Youmans (pronounced like 'yeoman' with an 's' added) is the best-kept secret
among contemporary American writers. --John Wilson, editor, Books and Culture Marly Youmans is a novelist and poet out of sync with the times
but in tune with the ages. --First Things

Monday, December 12, 2005

The year of the blue tree, part 1

A saga of astonishing foolhardiness, to be continued tomorrow...
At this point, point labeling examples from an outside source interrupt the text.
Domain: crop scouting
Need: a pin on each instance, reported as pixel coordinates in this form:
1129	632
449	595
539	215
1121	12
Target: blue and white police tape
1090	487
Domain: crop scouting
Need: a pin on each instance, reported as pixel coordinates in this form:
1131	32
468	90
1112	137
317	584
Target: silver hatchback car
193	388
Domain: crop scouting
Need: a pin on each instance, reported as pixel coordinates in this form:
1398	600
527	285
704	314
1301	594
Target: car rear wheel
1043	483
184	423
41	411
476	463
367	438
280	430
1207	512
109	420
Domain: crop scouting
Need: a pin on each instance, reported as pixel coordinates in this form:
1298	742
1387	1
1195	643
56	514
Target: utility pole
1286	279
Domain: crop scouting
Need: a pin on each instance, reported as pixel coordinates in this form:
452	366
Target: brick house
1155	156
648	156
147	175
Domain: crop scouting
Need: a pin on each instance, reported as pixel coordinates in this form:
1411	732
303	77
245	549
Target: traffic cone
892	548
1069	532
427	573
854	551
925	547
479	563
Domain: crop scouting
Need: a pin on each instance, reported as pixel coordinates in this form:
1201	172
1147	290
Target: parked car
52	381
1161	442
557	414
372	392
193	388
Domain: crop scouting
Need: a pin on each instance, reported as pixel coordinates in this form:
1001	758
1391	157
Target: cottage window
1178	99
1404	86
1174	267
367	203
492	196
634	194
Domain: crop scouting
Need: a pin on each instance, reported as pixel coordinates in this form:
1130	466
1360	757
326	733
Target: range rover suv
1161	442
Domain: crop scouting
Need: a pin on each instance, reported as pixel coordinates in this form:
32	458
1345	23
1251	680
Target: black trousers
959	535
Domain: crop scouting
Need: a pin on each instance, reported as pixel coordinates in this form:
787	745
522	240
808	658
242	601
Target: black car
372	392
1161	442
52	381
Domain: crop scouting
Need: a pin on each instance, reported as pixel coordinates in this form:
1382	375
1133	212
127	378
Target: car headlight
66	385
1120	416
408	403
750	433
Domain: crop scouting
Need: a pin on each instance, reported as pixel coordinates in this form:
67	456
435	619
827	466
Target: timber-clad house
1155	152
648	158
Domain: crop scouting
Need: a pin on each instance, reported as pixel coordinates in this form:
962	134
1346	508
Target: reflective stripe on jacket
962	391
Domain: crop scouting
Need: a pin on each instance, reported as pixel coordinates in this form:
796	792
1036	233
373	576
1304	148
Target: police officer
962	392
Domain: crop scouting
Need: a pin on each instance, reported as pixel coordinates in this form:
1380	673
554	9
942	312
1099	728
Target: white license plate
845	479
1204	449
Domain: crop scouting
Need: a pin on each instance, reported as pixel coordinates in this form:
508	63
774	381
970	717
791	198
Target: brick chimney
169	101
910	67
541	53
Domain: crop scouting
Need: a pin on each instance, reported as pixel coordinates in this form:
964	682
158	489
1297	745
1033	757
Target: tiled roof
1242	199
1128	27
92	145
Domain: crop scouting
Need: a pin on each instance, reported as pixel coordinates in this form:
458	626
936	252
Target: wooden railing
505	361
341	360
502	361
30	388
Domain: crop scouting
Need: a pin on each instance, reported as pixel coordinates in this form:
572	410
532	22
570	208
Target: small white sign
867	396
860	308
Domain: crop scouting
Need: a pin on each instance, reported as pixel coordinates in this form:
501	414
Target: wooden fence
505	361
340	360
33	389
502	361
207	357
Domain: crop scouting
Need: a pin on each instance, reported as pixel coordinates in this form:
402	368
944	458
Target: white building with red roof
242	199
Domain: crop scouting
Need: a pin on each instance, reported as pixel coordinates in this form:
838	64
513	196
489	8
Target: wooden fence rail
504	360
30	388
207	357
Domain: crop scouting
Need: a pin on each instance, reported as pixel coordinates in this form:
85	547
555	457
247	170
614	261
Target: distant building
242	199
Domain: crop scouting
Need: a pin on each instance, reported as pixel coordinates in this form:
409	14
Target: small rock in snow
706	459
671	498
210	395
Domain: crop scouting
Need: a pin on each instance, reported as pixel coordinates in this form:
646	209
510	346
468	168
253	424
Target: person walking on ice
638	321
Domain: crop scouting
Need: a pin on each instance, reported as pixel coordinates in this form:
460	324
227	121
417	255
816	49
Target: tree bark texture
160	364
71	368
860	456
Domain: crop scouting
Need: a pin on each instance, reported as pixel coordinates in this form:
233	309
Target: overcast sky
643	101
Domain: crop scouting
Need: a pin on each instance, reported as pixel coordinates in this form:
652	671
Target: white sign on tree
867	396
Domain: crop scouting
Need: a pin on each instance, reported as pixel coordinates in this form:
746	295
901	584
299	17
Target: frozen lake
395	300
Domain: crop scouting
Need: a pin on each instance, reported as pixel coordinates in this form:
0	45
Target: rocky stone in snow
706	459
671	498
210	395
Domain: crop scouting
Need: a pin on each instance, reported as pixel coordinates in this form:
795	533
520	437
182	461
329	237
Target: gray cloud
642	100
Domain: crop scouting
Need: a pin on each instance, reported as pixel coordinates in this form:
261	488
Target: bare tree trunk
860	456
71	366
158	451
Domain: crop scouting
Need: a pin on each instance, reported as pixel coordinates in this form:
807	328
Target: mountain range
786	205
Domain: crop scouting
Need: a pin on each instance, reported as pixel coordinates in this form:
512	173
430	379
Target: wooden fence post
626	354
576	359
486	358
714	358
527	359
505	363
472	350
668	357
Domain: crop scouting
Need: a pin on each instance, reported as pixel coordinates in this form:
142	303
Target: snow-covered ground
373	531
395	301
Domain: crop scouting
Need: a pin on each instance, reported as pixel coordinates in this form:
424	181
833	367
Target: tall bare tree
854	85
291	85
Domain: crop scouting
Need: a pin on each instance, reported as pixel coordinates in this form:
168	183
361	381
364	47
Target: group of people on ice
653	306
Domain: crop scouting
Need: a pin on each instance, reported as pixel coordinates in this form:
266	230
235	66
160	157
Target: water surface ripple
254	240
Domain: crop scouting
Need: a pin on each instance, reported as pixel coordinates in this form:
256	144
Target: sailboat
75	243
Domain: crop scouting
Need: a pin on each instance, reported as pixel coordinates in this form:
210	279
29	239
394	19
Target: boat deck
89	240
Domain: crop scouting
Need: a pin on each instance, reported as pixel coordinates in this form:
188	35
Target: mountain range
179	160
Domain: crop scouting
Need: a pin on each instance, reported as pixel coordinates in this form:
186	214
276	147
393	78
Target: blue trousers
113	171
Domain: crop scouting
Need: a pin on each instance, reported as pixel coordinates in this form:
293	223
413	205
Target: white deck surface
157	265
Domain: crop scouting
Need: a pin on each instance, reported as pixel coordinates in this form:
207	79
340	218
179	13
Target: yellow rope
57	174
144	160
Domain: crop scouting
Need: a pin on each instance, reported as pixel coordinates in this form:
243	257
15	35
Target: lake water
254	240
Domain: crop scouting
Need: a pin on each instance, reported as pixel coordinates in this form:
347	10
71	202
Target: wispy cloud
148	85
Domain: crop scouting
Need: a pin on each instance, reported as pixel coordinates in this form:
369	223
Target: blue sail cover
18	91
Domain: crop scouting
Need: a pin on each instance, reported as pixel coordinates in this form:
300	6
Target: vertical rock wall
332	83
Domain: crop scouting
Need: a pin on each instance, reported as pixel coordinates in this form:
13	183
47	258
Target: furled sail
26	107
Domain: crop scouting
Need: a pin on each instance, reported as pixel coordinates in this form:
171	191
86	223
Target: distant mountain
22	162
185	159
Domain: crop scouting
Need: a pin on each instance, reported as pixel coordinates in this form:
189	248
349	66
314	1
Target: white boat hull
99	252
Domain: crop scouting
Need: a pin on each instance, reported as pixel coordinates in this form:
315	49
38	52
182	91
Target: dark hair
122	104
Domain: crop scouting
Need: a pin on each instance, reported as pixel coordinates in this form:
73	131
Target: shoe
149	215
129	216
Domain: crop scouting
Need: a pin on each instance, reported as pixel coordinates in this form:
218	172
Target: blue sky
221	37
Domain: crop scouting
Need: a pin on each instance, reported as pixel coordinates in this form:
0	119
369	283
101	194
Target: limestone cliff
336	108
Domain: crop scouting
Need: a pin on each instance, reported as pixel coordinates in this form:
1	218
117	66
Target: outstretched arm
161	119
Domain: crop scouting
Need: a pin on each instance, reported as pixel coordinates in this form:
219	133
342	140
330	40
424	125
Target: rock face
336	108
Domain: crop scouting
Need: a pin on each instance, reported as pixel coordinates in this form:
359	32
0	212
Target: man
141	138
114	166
Mid-afternoon: we decide that we must get a tree because on our only other possible free day, we have a morning baptism five hours away in Malone (nephew Cambrie, heir to the local French Canadian cheese houses of Camembert and Brie) and an evening pageant in Templeton. So we head off to a tree farm owned by a nurse at Bassett, a pleasantly haphazard place where we found a perfect nine-foot tree for a mere ten dollars last year. R complains that it is not as much fun when there is no snow and no dog to romp in it, and why can't we take the dog and the (alas, say I) visiting puppy? We get lost. We ask for directions. We find another tree farm on a dirt road, where the trees are twice as much. That's still a bargain. First, we tromp up a mountainside where the trees are comically shaped, like mountain cows with their legs shorter on one side than the other. We decide to hike along the valley, where the Douglas firs appear to be pleasantly punctuated with blue spruce. It would be fun to have one of those for a change, some sadly mistaken person decides. It might even have been me. We walk, even N, who is already tired but toddles along in his red boots and his foot-tall blue hat. R does not walk because she seems 15 and hormonal today, even though she is only 10. She stays in the car with the doors locked against passing bad guys. Nobody at all passes. It is a little dirt road.